AKA: Nike by Melrose Store, West Hollywood, CA
Structure Type: built works - commercial buildings - stores
Designers: [unspecified]
Dates: constructed 1964
1 story, total floor area: 4,248 sq. ft.
Overview
With this Melrose store, Nike marketers hoped to balance the personalized experiences of shopping in a brick-and-mortar store with its enhanced customer services, with inventory control determined by on-line shopper preferences. The store had a hip, improvised exterior appearance, with colorful murals by artist Bijou Karman sort of resembling graffiti, covering its corrugated metal siding. Its contrasting rectangular, projecting store windows, projected out purposefully, however, slightly contradicting the rest of the exterior's low-cost, improvisational aesthetic. The interior look of the store, with its polished epoxied floor, conventional displays and exposed ceiling trusswork recalled a more familiar, retail, shopping-mall atmosphere.
Building History
Housed in a retail space erected in 1964, this experimental Nike retail outlet, Nike by Melrose, opened on 07/12/2018 in the trendy Melrose Avenue shopping district of West Hollywood, CA. West Hollywood's demographics were selected because this was a neighborhood filled with well-to-do consumers who spent large sums on fashionable work-out wear. As noted by the Los Angeles Times' swriter Ronald D. White: "The store targets the customer 'who is very fit and exercises often but who cares a lot about how they look,' when they are exercising, said Cathy Sparks, vice president and general manager of Nike direct stores. This store is meant to take everything we know about our customers digitally and, with the new Nike app, use that to elevate their shopping experience,' Sparks said." Sparks noted that rapid inventory turn-over would be driven by online sales trends: "About 15 percent of our apparel and 25 percent of our footwear is going to change every two weeks,' Sparks said. 'That's a really big deal because Nike has never turned around products that quickly; usually it's 30 days to 45 days.'" (See Ronald D. White, "New Nike concept store in midst of loyal customers," Seattle Times, (published first in the Los Angeles Times), 07/13/2018, pp. A12-A13.)

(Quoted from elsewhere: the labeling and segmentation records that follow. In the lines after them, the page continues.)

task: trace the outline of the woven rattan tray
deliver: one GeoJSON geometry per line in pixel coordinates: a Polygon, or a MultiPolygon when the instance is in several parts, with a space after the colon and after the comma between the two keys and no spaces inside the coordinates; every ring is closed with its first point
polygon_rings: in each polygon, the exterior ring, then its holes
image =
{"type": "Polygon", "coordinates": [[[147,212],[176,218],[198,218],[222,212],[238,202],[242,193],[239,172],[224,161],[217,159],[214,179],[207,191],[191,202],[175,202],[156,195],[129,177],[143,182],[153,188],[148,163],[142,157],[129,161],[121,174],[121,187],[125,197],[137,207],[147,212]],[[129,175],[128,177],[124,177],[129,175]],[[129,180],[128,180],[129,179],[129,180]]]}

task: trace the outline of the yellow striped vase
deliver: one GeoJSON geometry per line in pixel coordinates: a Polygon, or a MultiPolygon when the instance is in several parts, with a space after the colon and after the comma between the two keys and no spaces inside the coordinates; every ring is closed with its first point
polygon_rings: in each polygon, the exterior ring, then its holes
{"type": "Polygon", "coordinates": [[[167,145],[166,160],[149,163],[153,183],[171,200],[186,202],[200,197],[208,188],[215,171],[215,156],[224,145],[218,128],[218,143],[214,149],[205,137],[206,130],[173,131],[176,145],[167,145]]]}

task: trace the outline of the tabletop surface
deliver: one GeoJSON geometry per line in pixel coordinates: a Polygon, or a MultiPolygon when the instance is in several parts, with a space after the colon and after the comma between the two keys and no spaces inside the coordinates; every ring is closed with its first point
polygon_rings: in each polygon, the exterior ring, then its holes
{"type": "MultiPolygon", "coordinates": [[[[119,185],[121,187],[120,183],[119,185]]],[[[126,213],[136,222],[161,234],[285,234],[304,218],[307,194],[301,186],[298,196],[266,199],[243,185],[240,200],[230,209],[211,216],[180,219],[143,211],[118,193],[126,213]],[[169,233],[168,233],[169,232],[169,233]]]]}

Nike executives hoped to tailor customer services to young, tech-saavy customers. They will be able to text the store if they have questions or problems, get curbside delivery of shoes or apparel (like many restaurants had begun doing by 2018) and can have their clothing tailored to their measurements at the store. Nike's sales app will unlock when a patron approaches to within 100 feet of the store; they can select a shoe and a salesperson will run the shoe out to the customer's car. If the item doesn't fit or they don't like it within 30 days, the store will take the item back without any explanation needed.
The store's internal layout was structured in a new way. Close to the entrance, store managers will stock items that they think the public will like, trying to anticipate local tastes. The back of the store will showcase items already picked as preferences by online and in-person customers from the neighborhood. Nike hoped to localize the retail experience of a multi-national company, by limiting inventory to the preferences of neighborhood consumers.